Abstract structure comparison
Another feature of interest when analyzing the folding space of an RNA is structural diversity. For hishapes, i.e., hishreps, we can, of course, use existing methods for structure comparison, and they would benefit from the reduced number of entities that need to be compared. But why not design a comparative approach solely based on hishapes? They are inherently tree-like, and the positional information provides reasonable resolution for comparison.
We introduce the hishape-based tree edit distance (HiTed), which is an extension of the tree edit distance (Shapiro 1988). Our method extends the tree edit distance for abstract trees of RNA secondary structures (Shapiro and Zhang 1990). This representation abstracts from the size of structural elements and is, thus, closely related to the idea of abstract shapes. In Shapiro and Zhang (1990), the edit operations—relabeling, delete, and insert—and a corresponding cost function for edit operations on abstract trees are defined.
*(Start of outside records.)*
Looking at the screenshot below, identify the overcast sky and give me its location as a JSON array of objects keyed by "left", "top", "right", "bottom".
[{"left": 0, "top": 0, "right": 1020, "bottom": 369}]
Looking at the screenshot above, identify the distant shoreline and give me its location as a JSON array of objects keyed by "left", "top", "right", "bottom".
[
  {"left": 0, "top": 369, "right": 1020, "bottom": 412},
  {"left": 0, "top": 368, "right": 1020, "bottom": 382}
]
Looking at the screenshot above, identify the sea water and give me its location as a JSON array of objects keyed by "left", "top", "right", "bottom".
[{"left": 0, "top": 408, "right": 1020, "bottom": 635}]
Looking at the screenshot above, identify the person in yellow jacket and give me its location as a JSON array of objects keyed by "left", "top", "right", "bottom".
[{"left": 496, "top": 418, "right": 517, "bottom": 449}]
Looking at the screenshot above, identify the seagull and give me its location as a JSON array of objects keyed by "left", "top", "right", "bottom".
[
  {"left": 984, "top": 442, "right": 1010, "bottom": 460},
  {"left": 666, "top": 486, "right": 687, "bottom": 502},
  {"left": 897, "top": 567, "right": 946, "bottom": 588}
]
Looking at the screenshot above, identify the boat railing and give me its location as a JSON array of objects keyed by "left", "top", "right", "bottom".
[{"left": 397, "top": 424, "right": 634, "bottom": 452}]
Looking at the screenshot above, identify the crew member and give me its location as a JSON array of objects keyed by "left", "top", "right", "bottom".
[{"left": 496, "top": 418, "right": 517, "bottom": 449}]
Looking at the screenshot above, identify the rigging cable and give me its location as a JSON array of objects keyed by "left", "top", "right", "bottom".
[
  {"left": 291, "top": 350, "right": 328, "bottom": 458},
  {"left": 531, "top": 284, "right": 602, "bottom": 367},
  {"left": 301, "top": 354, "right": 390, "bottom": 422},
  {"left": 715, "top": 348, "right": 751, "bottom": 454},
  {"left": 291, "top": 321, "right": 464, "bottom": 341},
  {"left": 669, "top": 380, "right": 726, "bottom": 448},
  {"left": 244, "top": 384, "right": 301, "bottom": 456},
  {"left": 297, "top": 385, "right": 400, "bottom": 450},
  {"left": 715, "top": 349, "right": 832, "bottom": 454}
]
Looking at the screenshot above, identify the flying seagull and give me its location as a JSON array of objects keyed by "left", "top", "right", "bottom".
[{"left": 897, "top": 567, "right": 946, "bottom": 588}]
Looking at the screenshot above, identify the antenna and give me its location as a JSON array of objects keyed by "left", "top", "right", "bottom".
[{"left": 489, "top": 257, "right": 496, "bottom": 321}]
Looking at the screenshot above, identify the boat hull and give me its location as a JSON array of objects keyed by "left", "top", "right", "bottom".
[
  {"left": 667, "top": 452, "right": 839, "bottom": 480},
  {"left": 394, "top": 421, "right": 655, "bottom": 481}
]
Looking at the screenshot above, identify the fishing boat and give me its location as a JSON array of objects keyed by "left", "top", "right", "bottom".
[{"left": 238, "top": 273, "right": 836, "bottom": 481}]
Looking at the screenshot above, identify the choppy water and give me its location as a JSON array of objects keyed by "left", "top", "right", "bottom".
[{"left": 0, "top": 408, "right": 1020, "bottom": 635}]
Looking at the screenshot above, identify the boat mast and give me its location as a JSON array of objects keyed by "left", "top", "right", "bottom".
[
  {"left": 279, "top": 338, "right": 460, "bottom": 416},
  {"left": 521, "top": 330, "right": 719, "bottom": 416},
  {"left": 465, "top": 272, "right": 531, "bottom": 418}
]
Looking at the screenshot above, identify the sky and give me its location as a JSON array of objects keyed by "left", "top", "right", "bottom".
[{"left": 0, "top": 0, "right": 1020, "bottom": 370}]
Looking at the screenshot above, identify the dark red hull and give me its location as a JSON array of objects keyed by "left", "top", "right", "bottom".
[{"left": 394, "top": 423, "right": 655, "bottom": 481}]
HiTed is based on this scoring scheme for loop/helix editing and extends it by the positional distance of helices. The latter is the absolute difference of the helix indices, e.g., d(35i, 45i) = |35 – 45| = 10. The two distance measures are combined using a weighting factor λ as shown in Definition 6 (Materials and Methods). The initial intention in the design of HiTed was to have a distance measure for alternative hishapes of the same sequence. Nevertheless, we think that HiTed is also suitable for comparing structures/hishapes of different sequences. In order to assess this and to analyze the influence of the weighting factor λ, we provide two benchmarks. First, we compare the results for different λ-values, and, second, we compare HiTed with other structure comparison methods, namely RNAdistance (Hofacker et al. 1994) and RNAforester (Höchsmann et al. 2003). We do this using the Brasero data set and protocol (see Materials and Methods). We take the area under the curve (AUC) values of the ROC plots to visualize the results. Figure 3 shows how the AUC changes with 0 ≤ λ ≤ 32. Overall, there seems to be no general optimal λ-value, but a range of 0 to 5 seems to be reasonable to achieve reliable results. For SRP and sRNA, the additional positional distance introduced by HiTed improves prediction accuracy, and we achieve the best results with values of 17 and 2, respectively. Conversely, for the miRNA and tRNA data sets, the performance decreases with increasing λ, and the optimum is λ = 0 for these data sets. One reason for this might be that the helices occur at quite diverse positions within the sequences, thus the penalization of the positional difference decreases performance.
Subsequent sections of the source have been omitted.